- Photograph published with his death notice in The Sphere on 25 January 1919
- Born: 23 June 1891 Cold Ash, England
- Died: 3 December 1918 (aged 27) Camiers, France
- Buried: Étaples Military Cemetery
- Allegiance: United Kingdom
- Branch: British Army
- Service years: 1912–1918
- Rank: Lieutenant Colonel
- Commands: 6th Battalion, Queen's Own Royal West Kent Regiment
- Conflicts: First World War Western Front; Second Battle of Ypres; Battle of Loos; Battle of the Somme; Battle of Arras; Battle of Cambrai; German spring offensive; Hundred Days Offensive; ;
- Awards: Companion of the Distinguished Service Order & 3 Bars Mentioned in Despatches (5)
- Education: Oriel College, Oxford

= W. R. A. Dawson =

British Army officer (1891-1918)

William Robert Aufrère "Bob" Dawson (23 June 1891 – 3 December 1918) was a British Army officer in the First World War. He was appointed a Companion of the Distinguished Service Order (DSO) with three bars for his actions in command of the 6th (Service) Battalion, Queen's Own (Royal West Kent) Regiment from 1916 to his death in 1918, and Mentioned in Despatches at least five times. He was wounded in action at least seven times.

==Early life==
Dawson was the son of William and Ethel Dawson, of Cold Ash near Newbury, Berkshire. His father was a lawyer, and his mother also became a solicitor.

He was educated at Bradfield College from May 1905 to July 1910 and Oriel College, Oxford.

==Army career==
Dawson studied law at Oriel College, Oxford. He was a Cadet in the Officers' Training Corps at Oxford University and joined the Royal Field Artillery in 1912. He transferred to the Queen's Own (Royal West Kent) Regiment in June 1914. Most of the 1st Battalion was sent to France when the First World War broke out in August 1914, but Dawson remained in England to help form a 6th (Service) Battalion. He was promoted from second lieutenant to lieutenant in September 1914, then temporary captain in March 1915.

He served with the Royal West Kent Regiment on the Western Front from June 1915, in the 12th Division, and commanded the 6th Battalion from 1916 to his death in 1918. He refused staff appointments and the possibility of promotion to command a brigade in favour of remaining with his battalion, which became known as "Dawson's battalion". Dawson was often wounded, leading from the front. The unit served south of Ypres, at Hulluch near Loos, at the craters near Vermelles, was in reserve at the Battle of the Somme in July 1916, but joined the offensive on Ovillers, and then at Gueudecourt in October 1916.

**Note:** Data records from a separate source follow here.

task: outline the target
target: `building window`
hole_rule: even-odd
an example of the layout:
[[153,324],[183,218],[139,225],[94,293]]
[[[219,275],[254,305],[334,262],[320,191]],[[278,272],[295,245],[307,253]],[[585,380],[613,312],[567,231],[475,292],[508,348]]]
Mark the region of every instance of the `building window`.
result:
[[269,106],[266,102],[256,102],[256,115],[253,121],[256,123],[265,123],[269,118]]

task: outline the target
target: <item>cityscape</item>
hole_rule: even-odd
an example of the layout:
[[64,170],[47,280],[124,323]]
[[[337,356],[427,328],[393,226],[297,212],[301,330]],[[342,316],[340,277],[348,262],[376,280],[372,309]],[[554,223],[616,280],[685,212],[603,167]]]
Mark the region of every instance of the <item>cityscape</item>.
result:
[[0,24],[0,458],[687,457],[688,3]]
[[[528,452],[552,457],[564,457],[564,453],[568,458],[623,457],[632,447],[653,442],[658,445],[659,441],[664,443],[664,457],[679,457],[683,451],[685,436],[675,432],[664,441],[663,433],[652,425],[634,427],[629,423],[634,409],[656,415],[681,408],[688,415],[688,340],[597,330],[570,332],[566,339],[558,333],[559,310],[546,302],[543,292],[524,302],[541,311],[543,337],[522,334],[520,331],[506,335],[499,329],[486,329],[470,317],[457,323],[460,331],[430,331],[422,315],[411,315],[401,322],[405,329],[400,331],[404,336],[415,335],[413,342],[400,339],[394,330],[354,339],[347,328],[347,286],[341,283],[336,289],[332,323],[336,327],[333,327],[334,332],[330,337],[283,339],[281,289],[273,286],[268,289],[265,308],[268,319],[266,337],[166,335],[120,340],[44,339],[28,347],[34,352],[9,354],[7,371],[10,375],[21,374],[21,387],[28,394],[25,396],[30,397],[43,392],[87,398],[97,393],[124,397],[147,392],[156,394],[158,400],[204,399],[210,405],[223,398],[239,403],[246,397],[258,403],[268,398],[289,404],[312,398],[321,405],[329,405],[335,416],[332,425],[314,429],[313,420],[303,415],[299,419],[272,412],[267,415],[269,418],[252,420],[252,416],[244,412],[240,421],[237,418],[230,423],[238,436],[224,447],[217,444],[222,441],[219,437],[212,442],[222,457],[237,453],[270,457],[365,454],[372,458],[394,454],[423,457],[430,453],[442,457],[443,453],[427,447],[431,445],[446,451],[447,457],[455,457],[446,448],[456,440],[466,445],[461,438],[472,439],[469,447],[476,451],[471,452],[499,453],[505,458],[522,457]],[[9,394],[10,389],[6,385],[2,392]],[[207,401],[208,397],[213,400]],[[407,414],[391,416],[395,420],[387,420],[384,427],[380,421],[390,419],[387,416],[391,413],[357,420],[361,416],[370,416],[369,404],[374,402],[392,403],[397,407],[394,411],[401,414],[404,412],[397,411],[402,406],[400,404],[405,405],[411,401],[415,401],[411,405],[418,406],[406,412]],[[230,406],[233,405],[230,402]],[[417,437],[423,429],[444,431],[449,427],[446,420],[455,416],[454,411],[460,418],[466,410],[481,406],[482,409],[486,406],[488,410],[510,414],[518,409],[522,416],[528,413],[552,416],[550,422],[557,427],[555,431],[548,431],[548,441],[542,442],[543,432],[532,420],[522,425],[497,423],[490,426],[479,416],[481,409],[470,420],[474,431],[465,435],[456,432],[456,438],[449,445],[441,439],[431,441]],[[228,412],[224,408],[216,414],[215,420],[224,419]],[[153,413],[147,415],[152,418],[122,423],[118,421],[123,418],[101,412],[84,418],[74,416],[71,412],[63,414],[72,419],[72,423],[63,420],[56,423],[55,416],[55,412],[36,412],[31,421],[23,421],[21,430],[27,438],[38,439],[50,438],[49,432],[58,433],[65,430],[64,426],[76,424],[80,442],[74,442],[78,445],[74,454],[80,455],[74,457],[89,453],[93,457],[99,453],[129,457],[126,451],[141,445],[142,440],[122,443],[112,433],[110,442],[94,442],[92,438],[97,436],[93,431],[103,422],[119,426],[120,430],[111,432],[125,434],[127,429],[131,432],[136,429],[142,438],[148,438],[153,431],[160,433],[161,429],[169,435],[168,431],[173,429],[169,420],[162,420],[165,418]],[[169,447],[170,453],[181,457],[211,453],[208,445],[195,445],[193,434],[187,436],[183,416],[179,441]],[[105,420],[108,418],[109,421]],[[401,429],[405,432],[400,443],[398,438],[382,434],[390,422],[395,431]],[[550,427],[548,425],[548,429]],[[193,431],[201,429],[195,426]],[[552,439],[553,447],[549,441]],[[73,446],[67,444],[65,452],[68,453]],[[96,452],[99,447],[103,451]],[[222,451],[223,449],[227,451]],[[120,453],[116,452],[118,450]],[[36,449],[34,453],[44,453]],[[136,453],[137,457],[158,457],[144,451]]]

He became temporary major when second in command of a battalion in August 1916, and formally took command of the 6th Battalion in November 1916 as acting lieutenant colonel, aged just 25. He was promoted to the substantive rank of captain in December 1916, and in January 1917 was promoted from acting lieutenant colonel when in command of a battalion to command a battalion in the rank of temporary lieutenant colonel (with seniority from December 1916).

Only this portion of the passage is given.